Thanks indeed for the prompt response to both you and W_Byte.
Your routine converts the utf8 to hex and back to utf8 . Very useful to me.
I will need to know how to convert to ascii directly from utf8 "%E4%B8%AD" percent hex to dec.
regards
Alan
Re: about percent hex...
Posted: Fri Dec 20, 2013 6:54 am
by Shield
Just for the record I copy my post here since the OP did a double post
and I seemed to be the only one who didn't post in this version.
@Moderators: please delete the duplicate topic, thank you.

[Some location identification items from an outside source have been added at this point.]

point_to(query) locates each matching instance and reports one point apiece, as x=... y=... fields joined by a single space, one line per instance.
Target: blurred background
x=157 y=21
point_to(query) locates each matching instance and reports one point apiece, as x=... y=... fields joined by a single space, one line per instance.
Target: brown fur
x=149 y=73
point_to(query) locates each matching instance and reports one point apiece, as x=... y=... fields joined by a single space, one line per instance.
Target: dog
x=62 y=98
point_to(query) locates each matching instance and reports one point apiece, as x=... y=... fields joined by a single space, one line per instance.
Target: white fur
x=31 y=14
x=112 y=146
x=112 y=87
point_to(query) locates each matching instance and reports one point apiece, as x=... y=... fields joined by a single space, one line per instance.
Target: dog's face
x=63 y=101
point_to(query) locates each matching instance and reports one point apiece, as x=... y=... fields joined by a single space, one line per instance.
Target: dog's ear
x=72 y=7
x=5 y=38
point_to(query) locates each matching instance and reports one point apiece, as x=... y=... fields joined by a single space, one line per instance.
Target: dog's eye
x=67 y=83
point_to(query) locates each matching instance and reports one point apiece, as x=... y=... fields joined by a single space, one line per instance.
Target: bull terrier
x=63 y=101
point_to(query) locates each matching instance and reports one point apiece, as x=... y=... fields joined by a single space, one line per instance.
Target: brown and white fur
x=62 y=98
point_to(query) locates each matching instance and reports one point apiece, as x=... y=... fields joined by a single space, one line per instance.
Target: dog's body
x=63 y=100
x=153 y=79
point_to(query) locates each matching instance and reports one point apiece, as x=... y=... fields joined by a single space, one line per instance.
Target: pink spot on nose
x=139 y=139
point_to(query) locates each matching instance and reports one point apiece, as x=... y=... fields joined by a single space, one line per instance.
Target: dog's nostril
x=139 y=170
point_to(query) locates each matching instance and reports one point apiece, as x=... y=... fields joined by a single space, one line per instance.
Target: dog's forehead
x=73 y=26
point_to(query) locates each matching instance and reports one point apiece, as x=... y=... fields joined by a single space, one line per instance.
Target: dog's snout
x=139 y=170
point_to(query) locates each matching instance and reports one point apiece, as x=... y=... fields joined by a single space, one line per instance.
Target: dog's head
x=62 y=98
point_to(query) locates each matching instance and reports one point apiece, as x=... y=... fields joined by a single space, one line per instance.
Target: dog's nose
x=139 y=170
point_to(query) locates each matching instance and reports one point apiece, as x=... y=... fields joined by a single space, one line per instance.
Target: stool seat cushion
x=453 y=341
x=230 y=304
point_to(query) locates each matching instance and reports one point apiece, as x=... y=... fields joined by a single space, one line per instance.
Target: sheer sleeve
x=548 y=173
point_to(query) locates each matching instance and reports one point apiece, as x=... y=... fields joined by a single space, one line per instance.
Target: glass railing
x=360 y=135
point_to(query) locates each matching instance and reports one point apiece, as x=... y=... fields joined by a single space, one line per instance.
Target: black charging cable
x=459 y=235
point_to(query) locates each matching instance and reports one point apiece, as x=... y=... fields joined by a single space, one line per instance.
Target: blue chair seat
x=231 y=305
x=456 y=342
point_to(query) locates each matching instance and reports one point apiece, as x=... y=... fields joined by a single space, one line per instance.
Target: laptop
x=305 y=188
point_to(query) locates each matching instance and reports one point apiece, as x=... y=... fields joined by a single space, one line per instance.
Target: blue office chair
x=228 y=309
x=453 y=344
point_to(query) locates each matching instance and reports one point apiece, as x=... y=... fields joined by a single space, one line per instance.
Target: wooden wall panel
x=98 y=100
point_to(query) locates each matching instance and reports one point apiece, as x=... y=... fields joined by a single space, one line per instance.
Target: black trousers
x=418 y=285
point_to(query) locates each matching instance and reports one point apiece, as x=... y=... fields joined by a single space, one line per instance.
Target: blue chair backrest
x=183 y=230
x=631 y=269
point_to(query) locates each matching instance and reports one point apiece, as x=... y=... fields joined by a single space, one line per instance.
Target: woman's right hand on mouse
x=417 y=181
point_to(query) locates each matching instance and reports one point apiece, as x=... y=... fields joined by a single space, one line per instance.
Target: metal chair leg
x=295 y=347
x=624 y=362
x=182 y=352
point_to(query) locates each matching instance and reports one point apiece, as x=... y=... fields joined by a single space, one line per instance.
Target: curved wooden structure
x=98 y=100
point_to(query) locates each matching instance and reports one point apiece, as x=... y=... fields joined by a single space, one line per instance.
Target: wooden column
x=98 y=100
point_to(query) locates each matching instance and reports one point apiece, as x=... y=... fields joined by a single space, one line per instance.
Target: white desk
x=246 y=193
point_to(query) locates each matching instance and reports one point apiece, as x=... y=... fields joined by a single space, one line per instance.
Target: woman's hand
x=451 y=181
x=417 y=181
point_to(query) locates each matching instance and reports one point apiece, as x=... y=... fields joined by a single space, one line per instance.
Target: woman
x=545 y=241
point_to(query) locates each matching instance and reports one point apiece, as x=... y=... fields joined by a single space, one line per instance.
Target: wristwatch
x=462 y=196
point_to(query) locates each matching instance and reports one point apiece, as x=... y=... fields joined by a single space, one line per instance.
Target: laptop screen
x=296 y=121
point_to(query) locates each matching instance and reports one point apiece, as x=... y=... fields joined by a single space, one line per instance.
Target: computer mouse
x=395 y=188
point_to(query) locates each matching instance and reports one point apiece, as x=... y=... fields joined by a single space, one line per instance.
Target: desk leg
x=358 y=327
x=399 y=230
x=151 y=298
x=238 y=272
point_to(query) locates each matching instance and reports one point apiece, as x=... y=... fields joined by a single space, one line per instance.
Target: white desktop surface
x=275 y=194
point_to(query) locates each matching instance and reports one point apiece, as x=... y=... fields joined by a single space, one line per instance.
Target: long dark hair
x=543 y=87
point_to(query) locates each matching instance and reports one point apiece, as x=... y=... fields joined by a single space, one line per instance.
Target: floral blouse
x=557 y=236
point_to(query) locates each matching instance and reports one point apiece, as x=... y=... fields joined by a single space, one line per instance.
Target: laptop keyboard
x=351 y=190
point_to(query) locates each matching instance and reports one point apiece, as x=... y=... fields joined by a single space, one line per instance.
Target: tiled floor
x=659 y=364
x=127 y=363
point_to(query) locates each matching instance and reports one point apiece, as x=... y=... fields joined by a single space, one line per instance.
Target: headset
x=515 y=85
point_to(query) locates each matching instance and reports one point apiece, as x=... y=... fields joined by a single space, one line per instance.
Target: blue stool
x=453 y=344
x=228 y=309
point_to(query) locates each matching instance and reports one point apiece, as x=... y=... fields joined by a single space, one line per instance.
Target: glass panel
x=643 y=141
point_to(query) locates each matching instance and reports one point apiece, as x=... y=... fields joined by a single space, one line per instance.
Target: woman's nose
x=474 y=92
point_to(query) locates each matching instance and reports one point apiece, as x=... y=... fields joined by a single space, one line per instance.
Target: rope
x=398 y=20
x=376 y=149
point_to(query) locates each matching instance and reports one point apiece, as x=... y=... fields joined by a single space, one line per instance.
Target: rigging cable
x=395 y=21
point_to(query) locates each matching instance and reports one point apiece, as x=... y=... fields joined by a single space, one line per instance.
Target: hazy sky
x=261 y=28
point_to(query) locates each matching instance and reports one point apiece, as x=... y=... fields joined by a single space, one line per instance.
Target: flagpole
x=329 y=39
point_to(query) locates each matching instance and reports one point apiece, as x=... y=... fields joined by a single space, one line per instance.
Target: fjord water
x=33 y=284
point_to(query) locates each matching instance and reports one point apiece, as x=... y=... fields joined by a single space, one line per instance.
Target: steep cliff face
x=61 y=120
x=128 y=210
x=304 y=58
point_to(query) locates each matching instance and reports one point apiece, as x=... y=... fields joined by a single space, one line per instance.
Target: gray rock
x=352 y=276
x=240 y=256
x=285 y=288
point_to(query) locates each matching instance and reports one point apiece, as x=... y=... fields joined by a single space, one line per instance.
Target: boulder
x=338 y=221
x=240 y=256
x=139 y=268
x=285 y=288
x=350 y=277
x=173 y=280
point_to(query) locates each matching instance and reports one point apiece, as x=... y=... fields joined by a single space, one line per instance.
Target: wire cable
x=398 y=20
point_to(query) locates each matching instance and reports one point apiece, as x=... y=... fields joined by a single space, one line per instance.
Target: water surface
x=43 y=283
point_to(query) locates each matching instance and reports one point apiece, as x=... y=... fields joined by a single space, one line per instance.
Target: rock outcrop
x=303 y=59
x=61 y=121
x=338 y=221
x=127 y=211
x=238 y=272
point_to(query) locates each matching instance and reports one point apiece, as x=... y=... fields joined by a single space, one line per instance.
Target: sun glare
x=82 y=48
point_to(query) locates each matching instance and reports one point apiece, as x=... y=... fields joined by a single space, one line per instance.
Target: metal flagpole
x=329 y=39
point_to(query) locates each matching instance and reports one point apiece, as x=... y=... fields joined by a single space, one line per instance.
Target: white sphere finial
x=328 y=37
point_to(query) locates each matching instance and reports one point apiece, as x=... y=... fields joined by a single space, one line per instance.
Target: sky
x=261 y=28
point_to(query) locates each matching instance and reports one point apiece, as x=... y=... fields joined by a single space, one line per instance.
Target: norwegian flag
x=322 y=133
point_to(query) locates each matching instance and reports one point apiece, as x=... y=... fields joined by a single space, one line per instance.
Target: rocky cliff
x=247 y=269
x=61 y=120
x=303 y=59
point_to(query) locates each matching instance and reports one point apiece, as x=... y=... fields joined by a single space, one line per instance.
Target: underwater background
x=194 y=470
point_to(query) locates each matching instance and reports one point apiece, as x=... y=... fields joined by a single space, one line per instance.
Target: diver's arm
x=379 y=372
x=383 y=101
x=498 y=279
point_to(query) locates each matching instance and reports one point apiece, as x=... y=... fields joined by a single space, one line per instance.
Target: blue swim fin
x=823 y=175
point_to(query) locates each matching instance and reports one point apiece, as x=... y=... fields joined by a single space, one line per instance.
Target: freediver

Shield (in other duplicate post) wrote:PB gives you the UTF-16 encoding but in the URL it is encoded as UTF-8.
The following code demonstrates how to get the correct hex values:
Code: Select all
string.s = "中"
value.i = 0
length = PokeS(@value, string, -1, #PB_UTF8)
For i = 0 To length - 1
Debug Hex(PeekA(@value + i))
Next
Re: about percent hex...
Posted: Fri Dec 20, 2013 7:20 am
by wilbert
AlanFoo wrote:I will need to know how to convert to ascii directly from utf8 "%E4%B8%AD" percent hex to dec.
You will have to check with some more codes but I think this will do
Code: Select all
Procedure.u PercentHexToDec(PercentHex.s)
Protected result.u, l.l = Val("$" + RemoveString(PercentHex, "%"))
If l & $FFFFFF80 = 0
; 1 byte code
result = l
ElseIf l & $FFFFE0C0 = $C080
; 2 byte code
result = l & $3F + l >> 2 & $7C0
ElseIf l & $FFF0C0C0 = $E08080
; 3 byte code
result = l & $3F + l >> 2 & $FC0 + l >> 4 & $F000
EndIf
ProcedureReturn result
EndProcedure
Debug PercentHexToDec("%E4%B8%AD")
Debug PercentHexToDec("%D5%B3")
Re: about percent hex...
Posted: Fri Dec 20, 2013 7:58 am
by AlanFoo
wilbert wrote:AlanFoo wrote:I will need to know how to convert to ascii directly from utf8 "%E4%B8%AD" percent hex to dec.
You will have to check with some more codes but I think this will do
Code: Select all
Procedure.u PercentHexToDec(PercentHex.s)
Protected result.u, l.l = Val("$" + RemoveString(PercentHex, "%"))
If l & $FFFFFF80 = 0
; 1 byte code
result = l
ElseIf l & $FFFFE0C0 = $C080
; 2 byte code
result = l & $3F + l >> 2 & $7C0
ElseIf l & $FFF0C0C0 = $E08080
; 3 byte code
result = l & $3F + l >> 2 & $FC0 + l >> 4 & $F000
EndIf
ProcedureReturn result
EndProcedure
Debug PercentHexToDec("%E4%B8%AD")
Debug PercentHexToDec("%D5%B3")
Got it ... with thanks.
Alan
Re: about percent hex...
Posted: Fri Dec 20, 2013 8:00 am
by AlanFoo
Shield wrote:Just for the record I copy my post here since the OP did a double post
and I seemed to be the only one who didn't post in this version.
@Moderators: please delete the duplicate topic, thank you.
Shield (in other duplicate post) wrote:PB gives you the UTF-16 encoding but in the URL it is encoded as UTF-8.
The following code demonstrates how to get the correct hex values:
Code: Select all
string.s = "中"
value.i = 0
length = PokeS(@value, string, -1, #PB_UTF8)
For i = 0 To length - 1
Debug Hex(PeekA(@value + i))
Next
Thanks it works...
Alan